We recently discovered that endothelial Nogo-B, a
membrane protein of the ER, regulates vascular function by inhibiting the rate-limiting
enzyme,
serine palmitoyltransferase (SPT), in de novo
sphingolipid biosynthesis. Here, we show that endothelium-derived
sphingolipids, particularly
sphingosine-1-phosphate (S1P), protect the heart from
inflammation,
fibrosis, and dysfunction following pressure overload and that Nogo-B regulates this paracrine process. SPT activity is upregulated in banded hearts in vivo as well as in TNF-α-activated endothelium in vitro, and loss of Nogo removes the brake on SPT, increasing local S1P production. Hence, mice lacking Nogo-B, systemically or specifically in the endothelium, are resistant to the onset of pathological
cardiac hypertrophy.
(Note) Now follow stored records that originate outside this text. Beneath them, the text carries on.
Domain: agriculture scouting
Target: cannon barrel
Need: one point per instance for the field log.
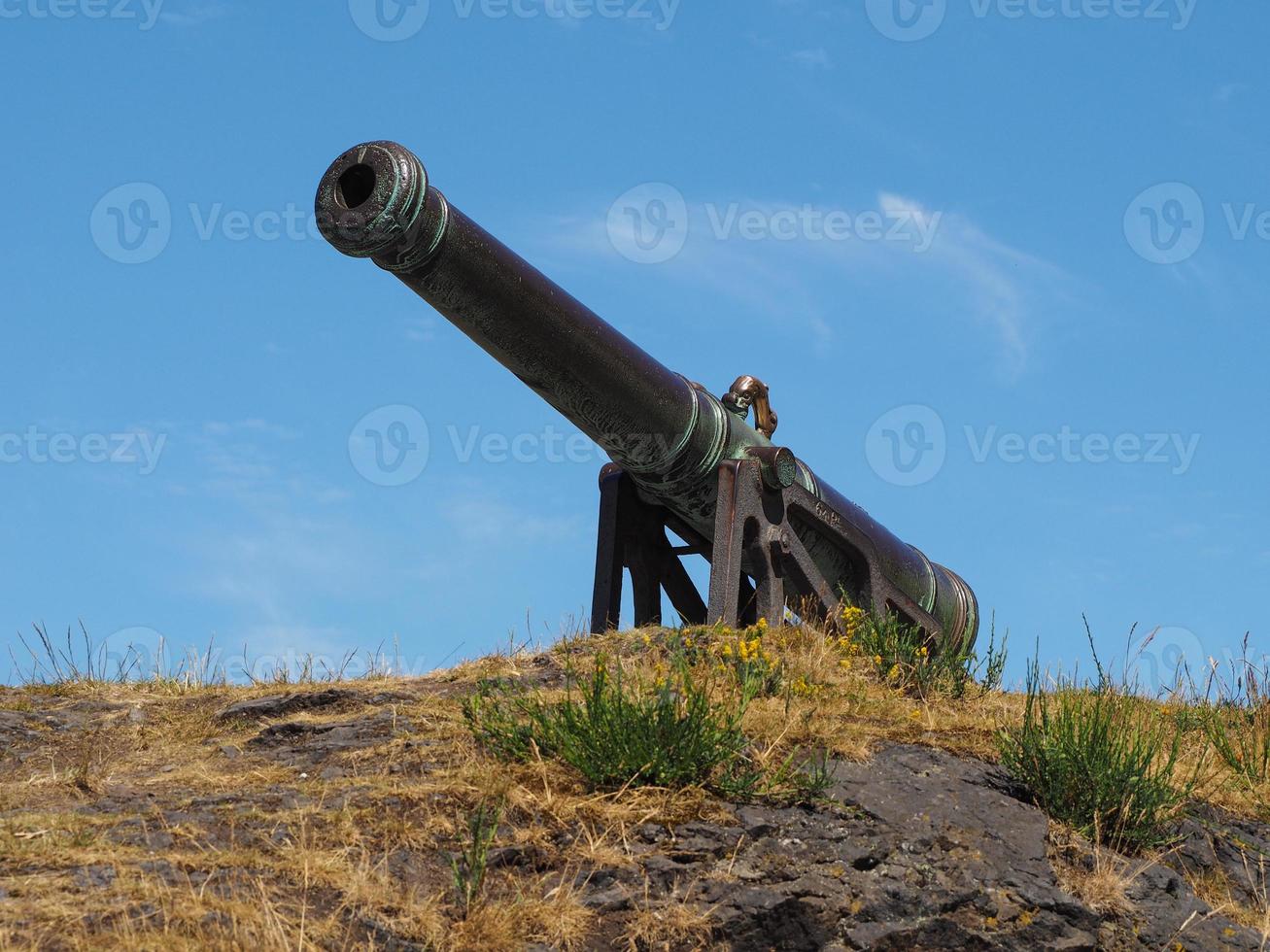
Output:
(667, 433)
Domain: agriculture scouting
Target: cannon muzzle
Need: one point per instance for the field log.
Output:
(670, 438)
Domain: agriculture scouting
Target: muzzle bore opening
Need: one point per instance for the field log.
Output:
(355, 187)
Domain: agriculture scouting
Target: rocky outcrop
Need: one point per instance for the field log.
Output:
(918, 851)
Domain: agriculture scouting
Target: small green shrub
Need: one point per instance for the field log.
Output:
(467, 868)
(1238, 725)
(1100, 760)
(907, 659)
(675, 732)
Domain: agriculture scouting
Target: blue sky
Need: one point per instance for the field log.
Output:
(1001, 263)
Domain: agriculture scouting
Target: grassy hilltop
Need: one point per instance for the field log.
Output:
(659, 789)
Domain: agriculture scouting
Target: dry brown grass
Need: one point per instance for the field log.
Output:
(136, 832)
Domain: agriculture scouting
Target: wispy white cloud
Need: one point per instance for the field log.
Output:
(1001, 289)
(817, 58)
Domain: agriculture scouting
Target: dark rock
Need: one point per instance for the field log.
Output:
(304, 743)
(919, 849)
(281, 704)
(96, 877)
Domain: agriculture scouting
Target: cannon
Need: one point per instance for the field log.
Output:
(685, 460)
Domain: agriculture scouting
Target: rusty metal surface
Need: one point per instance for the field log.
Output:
(672, 438)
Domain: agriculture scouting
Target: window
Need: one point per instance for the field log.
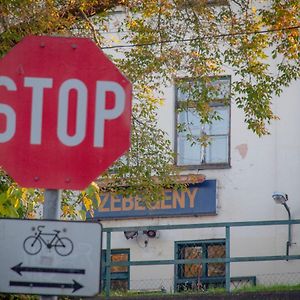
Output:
(119, 274)
(201, 275)
(200, 144)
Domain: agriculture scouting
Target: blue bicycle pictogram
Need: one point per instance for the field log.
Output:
(33, 244)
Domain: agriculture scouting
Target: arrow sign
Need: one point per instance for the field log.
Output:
(19, 269)
(75, 285)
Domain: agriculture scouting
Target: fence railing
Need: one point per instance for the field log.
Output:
(227, 259)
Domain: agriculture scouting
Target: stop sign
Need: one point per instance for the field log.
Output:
(65, 112)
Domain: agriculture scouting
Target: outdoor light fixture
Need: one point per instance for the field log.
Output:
(281, 198)
(130, 234)
(150, 233)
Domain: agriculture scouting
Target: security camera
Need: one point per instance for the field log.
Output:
(280, 198)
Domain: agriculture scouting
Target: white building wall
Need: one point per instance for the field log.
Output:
(259, 167)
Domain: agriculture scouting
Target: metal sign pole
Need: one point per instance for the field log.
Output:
(51, 211)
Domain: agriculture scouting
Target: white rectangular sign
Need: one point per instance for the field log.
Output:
(50, 257)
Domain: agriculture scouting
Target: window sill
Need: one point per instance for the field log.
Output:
(204, 166)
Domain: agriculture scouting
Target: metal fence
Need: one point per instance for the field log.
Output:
(192, 259)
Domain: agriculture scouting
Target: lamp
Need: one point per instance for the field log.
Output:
(130, 234)
(281, 198)
(150, 233)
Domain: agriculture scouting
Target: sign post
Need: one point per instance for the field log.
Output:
(51, 211)
(65, 116)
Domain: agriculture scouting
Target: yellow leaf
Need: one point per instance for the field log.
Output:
(87, 203)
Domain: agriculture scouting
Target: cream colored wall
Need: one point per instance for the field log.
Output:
(259, 167)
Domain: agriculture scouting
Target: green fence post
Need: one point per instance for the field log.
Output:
(108, 264)
(227, 265)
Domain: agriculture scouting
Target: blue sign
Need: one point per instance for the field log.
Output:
(197, 199)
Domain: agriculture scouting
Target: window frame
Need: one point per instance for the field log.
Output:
(202, 166)
(124, 276)
(205, 280)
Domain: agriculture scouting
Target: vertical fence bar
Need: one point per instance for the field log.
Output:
(227, 265)
(108, 266)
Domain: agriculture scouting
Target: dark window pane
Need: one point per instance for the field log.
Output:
(119, 285)
(119, 257)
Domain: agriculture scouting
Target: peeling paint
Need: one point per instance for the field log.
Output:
(243, 150)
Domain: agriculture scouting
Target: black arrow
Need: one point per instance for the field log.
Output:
(75, 285)
(19, 269)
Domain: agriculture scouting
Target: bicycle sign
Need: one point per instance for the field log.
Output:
(33, 244)
(44, 257)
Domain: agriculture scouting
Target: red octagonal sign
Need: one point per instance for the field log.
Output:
(65, 112)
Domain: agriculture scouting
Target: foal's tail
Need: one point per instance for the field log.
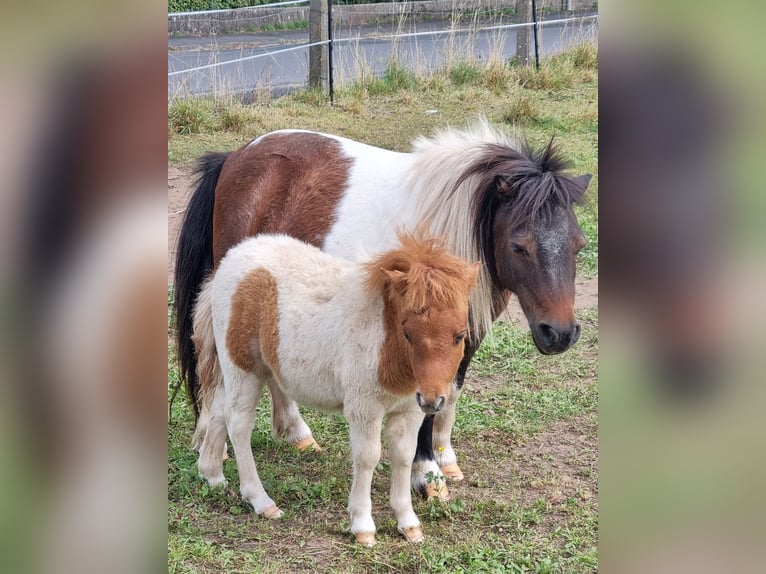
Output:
(194, 261)
(208, 373)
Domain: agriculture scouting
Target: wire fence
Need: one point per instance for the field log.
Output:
(245, 69)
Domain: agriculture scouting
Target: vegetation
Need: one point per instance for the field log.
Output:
(559, 100)
(201, 5)
(527, 504)
(526, 424)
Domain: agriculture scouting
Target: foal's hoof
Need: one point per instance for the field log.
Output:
(308, 443)
(366, 539)
(413, 534)
(453, 472)
(437, 490)
(272, 512)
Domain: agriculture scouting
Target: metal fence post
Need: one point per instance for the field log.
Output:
(524, 10)
(536, 33)
(329, 51)
(318, 54)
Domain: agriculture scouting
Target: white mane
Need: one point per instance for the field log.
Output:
(439, 163)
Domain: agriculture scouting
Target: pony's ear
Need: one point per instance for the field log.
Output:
(472, 273)
(583, 180)
(395, 277)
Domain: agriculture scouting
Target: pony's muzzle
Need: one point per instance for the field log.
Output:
(430, 407)
(552, 339)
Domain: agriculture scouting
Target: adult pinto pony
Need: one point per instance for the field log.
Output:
(492, 199)
(379, 339)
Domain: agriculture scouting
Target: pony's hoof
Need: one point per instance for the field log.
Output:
(272, 512)
(308, 443)
(413, 534)
(438, 490)
(453, 472)
(366, 539)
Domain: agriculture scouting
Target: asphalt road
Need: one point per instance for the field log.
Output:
(355, 51)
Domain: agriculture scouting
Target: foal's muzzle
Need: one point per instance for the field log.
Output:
(433, 407)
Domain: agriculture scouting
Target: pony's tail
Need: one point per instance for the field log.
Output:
(209, 374)
(194, 261)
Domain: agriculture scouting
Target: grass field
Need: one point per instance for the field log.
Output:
(526, 430)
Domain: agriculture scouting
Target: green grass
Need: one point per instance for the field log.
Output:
(560, 100)
(491, 524)
(527, 503)
(280, 26)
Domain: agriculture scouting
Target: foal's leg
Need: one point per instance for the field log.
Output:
(365, 454)
(240, 420)
(444, 421)
(401, 431)
(286, 420)
(442, 433)
(427, 479)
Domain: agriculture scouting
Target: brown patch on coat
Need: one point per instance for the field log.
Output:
(252, 338)
(287, 183)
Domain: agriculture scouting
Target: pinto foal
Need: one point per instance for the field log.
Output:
(379, 339)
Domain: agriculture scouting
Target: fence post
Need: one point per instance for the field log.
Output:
(524, 11)
(318, 54)
(537, 35)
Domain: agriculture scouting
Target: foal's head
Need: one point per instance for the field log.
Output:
(427, 291)
(529, 236)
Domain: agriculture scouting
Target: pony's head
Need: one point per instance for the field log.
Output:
(427, 291)
(529, 236)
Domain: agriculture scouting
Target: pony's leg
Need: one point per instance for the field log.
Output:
(210, 462)
(240, 420)
(427, 479)
(444, 421)
(286, 420)
(401, 431)
(365, 454)
(201, 430)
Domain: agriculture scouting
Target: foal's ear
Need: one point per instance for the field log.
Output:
(395, 277)
(472, 273)
(583, 180)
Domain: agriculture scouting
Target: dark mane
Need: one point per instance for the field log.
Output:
(531, 182)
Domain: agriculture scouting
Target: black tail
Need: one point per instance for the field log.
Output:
(194, 260)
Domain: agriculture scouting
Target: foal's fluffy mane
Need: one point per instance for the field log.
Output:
(455, 171)
(433, 275)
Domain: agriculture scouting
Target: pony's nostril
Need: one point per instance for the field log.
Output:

Furthermore, pharmacological inhibition of SPT with
myriocin restores permeability,
inflammation, and heart dysfunction in Nogo-A/B-deficient mice to WT levels, whereas
SEW2871, an
S1P1 receptor agonist, prevents myocardial permeability,
inflammation, and dysfunction in WT banded mice. Our study identifies a critical role of endothelial
sphingolipid biosynthesis and its regulation by Nogo-B in the development of pathological
cardiac hypertrophy and proposes a potential therapeutic target for the attenuation or reversal of this clinical condition.